Grazie anche al ruolo di testimonial della Bonaccorti, questa idea si trasformò nella «Festa dei 18 anni», un appuntamento che divenne poi nazionale, celebrato sia in ambito familiare che attraverso iniziative socio-pedagogiche promosse dai sindaci. Per suggellare la nascita di questa ricorrenza, fu realizzata una speciale campana, una copia della quale venne donata nel febbraio 1984 all'allora sindaco di New York, Edward Koch, da Bonaccorti, Mino Damato e Domenico Lanciano.
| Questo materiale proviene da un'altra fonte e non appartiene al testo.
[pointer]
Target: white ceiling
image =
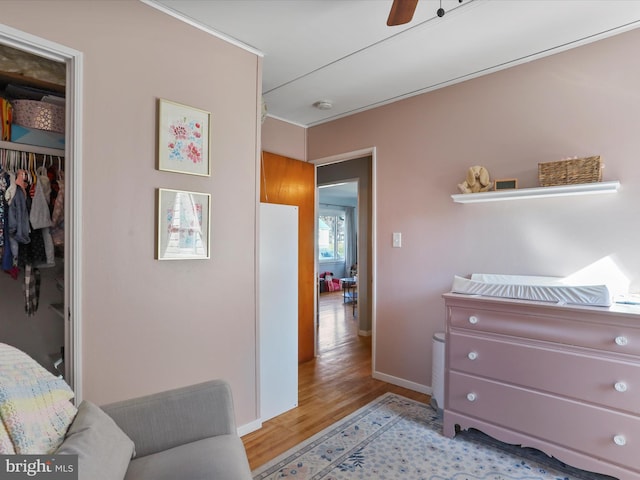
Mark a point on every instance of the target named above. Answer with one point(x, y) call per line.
point(343, 51)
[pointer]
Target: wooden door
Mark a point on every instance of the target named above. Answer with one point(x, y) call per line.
point(287, 181)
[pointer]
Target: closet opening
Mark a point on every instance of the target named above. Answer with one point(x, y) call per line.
point(39, 202)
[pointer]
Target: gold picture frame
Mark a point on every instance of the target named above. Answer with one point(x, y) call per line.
point(183, 225)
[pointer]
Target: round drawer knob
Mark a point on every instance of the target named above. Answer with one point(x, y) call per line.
point(620, 386)
point(622, 341)
point(620, 440)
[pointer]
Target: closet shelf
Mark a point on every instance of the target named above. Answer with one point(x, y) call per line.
point(538, 192)
point(23, 147)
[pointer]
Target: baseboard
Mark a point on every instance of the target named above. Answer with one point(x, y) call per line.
point(401, 382)
point(249, 427)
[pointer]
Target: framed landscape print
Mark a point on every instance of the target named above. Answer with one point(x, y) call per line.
point(183, 225)
point(183, 139)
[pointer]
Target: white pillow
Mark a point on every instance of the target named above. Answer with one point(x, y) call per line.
point(103, 449)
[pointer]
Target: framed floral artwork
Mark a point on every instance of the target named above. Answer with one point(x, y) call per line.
point(183, 225)
point(183, 139)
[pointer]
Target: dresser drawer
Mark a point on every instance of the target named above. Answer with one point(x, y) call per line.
point(600, 336)
point(594, 379)
point(591, 430)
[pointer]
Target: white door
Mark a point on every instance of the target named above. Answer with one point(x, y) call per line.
point(278, 299)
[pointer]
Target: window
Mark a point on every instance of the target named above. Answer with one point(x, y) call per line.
point(331, 237)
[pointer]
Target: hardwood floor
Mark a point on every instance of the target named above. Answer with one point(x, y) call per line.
point(337, 382)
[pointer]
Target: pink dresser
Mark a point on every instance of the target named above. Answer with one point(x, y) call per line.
point(563, 379)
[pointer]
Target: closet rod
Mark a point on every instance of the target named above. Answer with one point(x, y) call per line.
point(23, 147)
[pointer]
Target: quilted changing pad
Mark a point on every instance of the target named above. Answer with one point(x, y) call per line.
point(523, 287)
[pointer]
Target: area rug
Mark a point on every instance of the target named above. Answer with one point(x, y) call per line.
point(394, 437)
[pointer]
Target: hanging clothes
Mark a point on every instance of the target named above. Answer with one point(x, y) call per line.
point(29, 199)
point(57, 217)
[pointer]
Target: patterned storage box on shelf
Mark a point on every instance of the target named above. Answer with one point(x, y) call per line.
point(6, 118)
point(570, 172)
point(40, 115)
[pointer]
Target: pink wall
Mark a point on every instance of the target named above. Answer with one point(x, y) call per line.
point(151, 325)
point(284, 139)
point(580, 102)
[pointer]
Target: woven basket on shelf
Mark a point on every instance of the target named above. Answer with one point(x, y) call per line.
point(40, 115)
point(570, 172)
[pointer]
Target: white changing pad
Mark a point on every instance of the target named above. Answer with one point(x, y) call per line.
point(523, 287)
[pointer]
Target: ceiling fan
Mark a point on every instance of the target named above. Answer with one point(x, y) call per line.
point(402, 11)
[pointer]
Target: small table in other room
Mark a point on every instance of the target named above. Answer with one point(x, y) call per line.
point(350, 291)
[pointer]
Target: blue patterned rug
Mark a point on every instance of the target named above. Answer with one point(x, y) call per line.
point(397, 438)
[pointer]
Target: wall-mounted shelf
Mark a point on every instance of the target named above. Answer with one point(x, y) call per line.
point(539, 192)
point(23, 147)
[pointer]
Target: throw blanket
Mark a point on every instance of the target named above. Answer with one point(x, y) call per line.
point(35, 407)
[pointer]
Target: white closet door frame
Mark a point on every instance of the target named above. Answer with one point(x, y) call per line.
point(73, 198)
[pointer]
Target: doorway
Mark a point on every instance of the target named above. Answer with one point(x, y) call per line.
point(69, 309)
point(357, 166)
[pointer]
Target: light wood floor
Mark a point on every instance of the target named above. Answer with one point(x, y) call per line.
point(337, 382)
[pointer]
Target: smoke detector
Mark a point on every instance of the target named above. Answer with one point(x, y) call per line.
point(323, 105)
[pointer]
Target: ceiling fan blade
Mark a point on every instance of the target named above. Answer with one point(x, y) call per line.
point(401, 12)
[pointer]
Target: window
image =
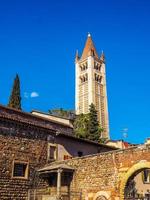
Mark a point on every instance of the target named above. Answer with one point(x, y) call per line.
point(20, 170)
point(52, 152)
point(66, 157)
point(80, 153)
point(146, 176)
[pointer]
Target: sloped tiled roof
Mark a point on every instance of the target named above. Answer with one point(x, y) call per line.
point(89, 46)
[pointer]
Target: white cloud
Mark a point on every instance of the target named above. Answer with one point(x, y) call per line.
point(34, 94)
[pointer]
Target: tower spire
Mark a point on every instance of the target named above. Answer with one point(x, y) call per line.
point(77, 56)
point(89, 48)
point(102, 57)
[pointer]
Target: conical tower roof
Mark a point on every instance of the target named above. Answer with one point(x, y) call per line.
point(89, 48)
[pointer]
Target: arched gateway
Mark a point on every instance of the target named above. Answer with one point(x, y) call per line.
point(133, 182)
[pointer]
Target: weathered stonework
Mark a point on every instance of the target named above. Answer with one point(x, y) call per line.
point(25, 138)
point(106, 174)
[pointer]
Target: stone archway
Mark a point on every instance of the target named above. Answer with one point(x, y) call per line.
point(139, 166)
point(102, 195)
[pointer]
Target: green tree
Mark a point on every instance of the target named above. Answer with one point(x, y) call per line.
point(93, 125)
point(81, 126)
point(15, 98)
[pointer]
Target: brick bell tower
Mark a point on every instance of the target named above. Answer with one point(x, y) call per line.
point(90, 84)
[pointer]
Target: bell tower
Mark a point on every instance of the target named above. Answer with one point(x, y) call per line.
point(90, 84)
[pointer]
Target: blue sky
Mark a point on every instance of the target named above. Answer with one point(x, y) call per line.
point(38, 40)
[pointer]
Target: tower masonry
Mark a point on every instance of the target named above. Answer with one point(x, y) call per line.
point(90, 84)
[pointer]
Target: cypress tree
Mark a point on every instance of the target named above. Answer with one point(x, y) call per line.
point(93, 125)
point(15, 98)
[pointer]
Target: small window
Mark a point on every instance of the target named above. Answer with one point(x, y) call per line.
point(66, 157)
point(80, 153)
point(146, 176)
point(20, 170)
point(52, 152)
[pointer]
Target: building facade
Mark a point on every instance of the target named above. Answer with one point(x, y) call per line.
point(28, 142)
point(91, 84)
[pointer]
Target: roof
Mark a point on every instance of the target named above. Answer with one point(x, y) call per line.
point(28, 118)
point(54, 167)
point(89, 46)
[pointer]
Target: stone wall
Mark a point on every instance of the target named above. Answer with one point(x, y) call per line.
point(14, 147)
point(103, 173)
point(26, 140)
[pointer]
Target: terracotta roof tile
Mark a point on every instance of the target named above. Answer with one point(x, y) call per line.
point(89, 48)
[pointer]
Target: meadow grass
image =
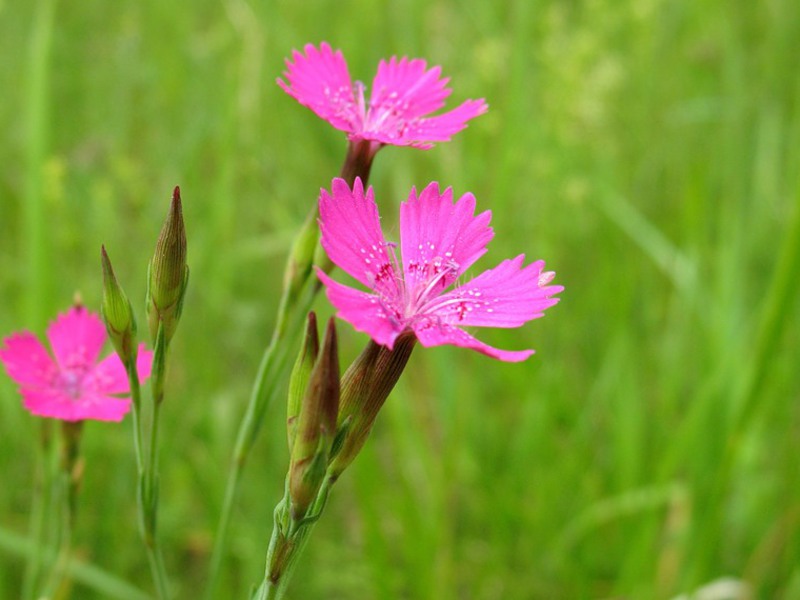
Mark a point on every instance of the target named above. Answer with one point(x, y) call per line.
point(648, 150)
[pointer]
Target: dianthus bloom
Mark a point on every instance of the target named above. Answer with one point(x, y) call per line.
point(404, 93)
point(74, 386)
point(439, 240)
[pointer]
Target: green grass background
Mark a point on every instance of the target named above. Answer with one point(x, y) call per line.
point(648, 150)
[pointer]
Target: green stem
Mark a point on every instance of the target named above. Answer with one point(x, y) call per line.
point(291, 314)
point(35, 240)
point(296, 300)
point(289, 539)
point(69, 479)
point(40, 510)
point(147, 462)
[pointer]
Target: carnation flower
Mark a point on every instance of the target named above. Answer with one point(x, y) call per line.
point(71, 385)
point(404, 94)
point(439, 240)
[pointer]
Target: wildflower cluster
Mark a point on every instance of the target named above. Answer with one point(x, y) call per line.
point(416, 293)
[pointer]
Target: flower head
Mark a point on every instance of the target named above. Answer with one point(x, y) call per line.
point(71, 385)
point(439, 240)
point(404, 92)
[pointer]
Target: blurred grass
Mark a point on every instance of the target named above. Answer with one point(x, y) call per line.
point(648, 150)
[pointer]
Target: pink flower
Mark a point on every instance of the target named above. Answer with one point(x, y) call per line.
point(404, 92)
point(74, 386)
point(439, 240)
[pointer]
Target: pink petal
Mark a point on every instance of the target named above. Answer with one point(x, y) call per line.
point(76, 338)
point(59, 405)
point(437, 234)
point(440, 128)
point(320, 81)
point(506, 296)
point(404, 90)
point(109, 376)
point(430, 333)
point(365, 312)
point(27, 361)
point(352, 236)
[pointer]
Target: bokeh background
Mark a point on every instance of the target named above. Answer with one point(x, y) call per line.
point(648, 150)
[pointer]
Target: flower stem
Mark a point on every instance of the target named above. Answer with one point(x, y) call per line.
point(40, 510)
point(289, 539)
point(291, 314)
point(147, 462)
point(68, 482)
point(296, 299)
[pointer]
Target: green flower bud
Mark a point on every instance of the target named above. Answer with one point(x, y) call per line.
point(301, 258)
point(316, 427)
point(365, 386)
point(301, 373)
point(117, 313)
point(168, 274)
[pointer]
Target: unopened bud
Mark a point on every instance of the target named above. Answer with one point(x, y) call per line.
point(301, 258)
point(316, 427)
point(168, 274)
point(301, 372)
point(117, 313)
point(365, 386)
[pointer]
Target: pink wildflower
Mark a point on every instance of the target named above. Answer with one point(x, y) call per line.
point(404, 92)
point(74, 386)
point(439, 240)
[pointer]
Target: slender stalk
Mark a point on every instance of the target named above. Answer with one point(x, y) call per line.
point(289, 539)
point(34, 224)
point(147, 464)
point(69, 479)
point(296, 300)
point(40, 510)
point(273, 363)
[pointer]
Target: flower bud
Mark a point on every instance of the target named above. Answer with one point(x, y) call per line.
point(365, 386)
point(316, 427)
point(117, 313)
point(301, 372)
point(168, 274)
point(301, 258)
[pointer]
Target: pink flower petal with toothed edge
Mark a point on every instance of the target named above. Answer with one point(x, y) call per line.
point(434, 334)
point(27, 361)
point(403, 92)
point(437, 234)
point(76, 338)
point(439, 240)
point(363, 311)
point(57, 404)
point(351, 235)
point(320, 81)
point(73, 387)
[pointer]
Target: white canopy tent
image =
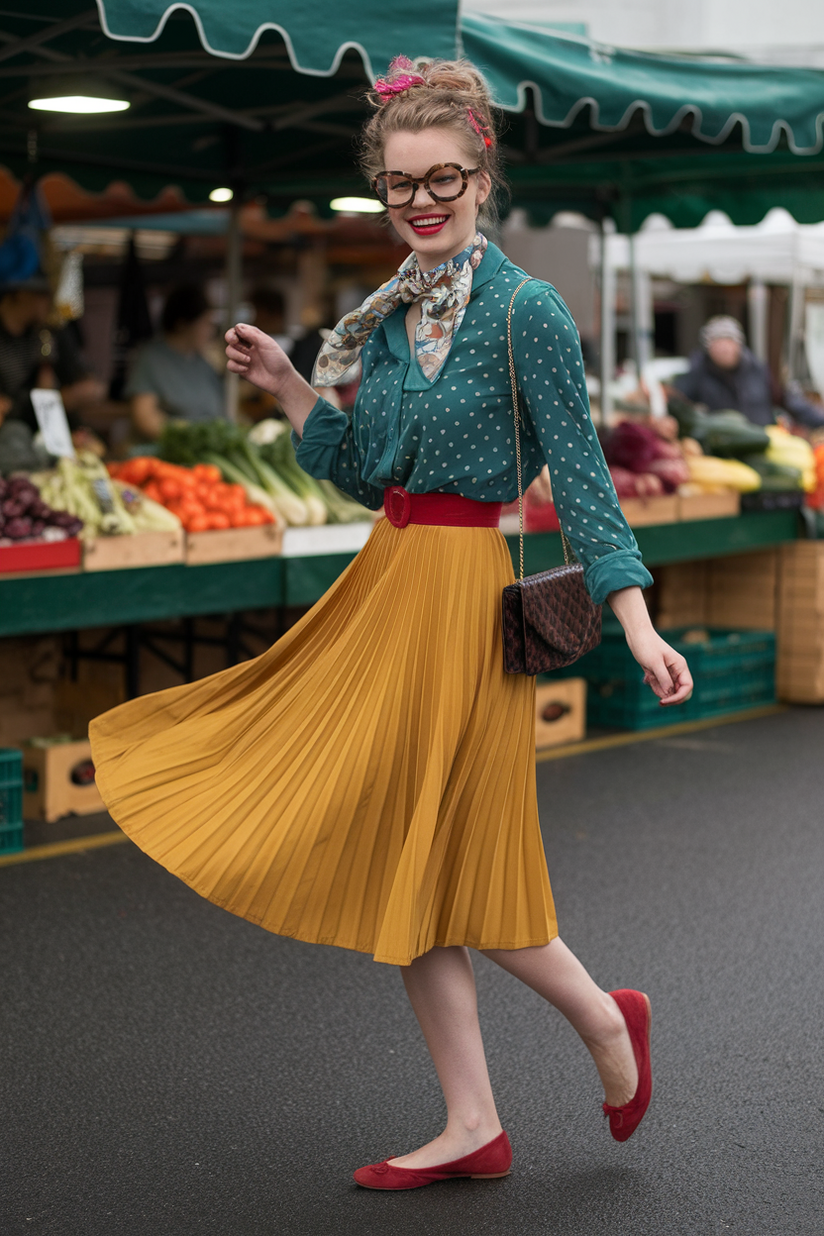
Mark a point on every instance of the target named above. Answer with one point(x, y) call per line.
point(777, 250)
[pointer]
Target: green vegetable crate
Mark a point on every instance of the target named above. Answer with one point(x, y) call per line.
point(733, 671)
point(11, 801)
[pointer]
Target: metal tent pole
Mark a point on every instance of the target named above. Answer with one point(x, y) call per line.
point(756, 296)
point(607, 320)
point(234, 279)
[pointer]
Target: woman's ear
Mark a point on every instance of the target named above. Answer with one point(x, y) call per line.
point(484, 188)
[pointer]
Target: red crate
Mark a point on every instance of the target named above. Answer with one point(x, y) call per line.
point(40, 555)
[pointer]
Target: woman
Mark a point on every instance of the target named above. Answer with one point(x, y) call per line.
point(369, 781)
point(171, 376)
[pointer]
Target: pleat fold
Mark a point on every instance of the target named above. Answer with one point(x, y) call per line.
point(369, 780)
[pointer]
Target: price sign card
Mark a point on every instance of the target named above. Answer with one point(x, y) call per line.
point(53, 423)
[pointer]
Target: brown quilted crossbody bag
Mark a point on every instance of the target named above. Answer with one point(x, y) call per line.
point(549, 619)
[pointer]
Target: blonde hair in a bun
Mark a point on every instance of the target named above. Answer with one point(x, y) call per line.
point(435, 94)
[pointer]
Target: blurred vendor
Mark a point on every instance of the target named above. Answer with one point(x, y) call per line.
point(171, 377)
point(32, 354)
point(724, 373)
point(302, 346)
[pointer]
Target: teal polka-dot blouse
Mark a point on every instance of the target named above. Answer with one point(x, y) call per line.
point(456, 434)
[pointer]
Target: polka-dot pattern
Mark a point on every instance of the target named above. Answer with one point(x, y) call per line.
point(456, 434)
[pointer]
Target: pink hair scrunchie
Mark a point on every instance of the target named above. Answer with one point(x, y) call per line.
point(399, 82)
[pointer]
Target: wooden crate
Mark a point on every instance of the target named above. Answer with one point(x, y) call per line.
point(560, 712)
point(708, 506)
point(234, 544)
point(141, 549)
point(640, 512)
point(48, 790)
point(801, 623)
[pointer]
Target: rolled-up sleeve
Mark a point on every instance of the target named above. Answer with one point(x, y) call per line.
point(551, 377)
point(327, 451)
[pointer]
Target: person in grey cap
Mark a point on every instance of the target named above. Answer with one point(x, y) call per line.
point(724, 373)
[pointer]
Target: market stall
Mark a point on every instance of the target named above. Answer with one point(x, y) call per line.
point(584, 135)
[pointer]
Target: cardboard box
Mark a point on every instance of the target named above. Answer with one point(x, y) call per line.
point(682, 592)
point(234, 544)
point(641, 512)
point(142, 549)
point(48, 790)
point(708, 506)
point(744, 591)
point(801, 679)
point(19, 723)
point(77, 703)
point(560, 712)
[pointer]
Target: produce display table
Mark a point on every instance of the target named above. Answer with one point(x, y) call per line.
point(74, 600)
«Badolato Paese in Vendita»: la sensibilizzazione di Bonaccorti
Una seconda importante occasione di visibilità per Badolato si verificò il 15 gennaio 1987. Enrica Bonaccorti ospitò nel suo programma Rai Uno «Pronto, chi gioca?» il sindaco di Badolato, Ernesto Menniti. L'intervista avvenne in un momento di grande attenzione mediatica internazionale per la campagna «Badolato paese in vendita», nata per contrastare lo spopolamento dei borghi italiani.
La conduttrice, con la sua sensibilità, diede voce a un problema che oggi affligge migliaia di comuni italiani. Le sue parole di incoraggiamento e l'esortazione ad agire con urgenza suscitarono un'ampia mobilitazione. Molte famiglie, ispirate dal suo intervento, si recarono a Badolato, si innamorarono del luogo, acquistarono e ristrutturarono case, contribuendo così a salvare il borgo dall'abbandono.
Durante quella stessa intervista, Bonaccorti si fece portavoce delle istanze di alcune donne di Badolato. Queste avevano scritto alla conduttrice per chiedere maggiore attenzione al centro storico medievale e per sollecitare un maggiore coinvolgimento femminile nelle attività di salvaguardia della cultura e della civiltà locale.
La famiglia Brancia a «Cari Genitori»
Il terzo legame tra Badolato e Enrica Bonaccorti si concretizzò nel gennaio 1989, quando la famiglia del dottor Giuseppe Brancia, odontoiatra, partecipò alla trasmissione di Canale 5 «Cari Genitori». In questo show, i figli dovevano indovinare le risposte dei genitori per vincere.
Grazie all'abilità della moglie Graziella Caporale e dei figli Teresa, Luana e Francesco, la famiglia Brancia si aggiudicò la vittoria, guadagnando premi e buoni acquisto. Questo successo televisivo rappresentò un ulteriore momento di visibilità per il nome di Badolato, associato a una famiglia del luogo.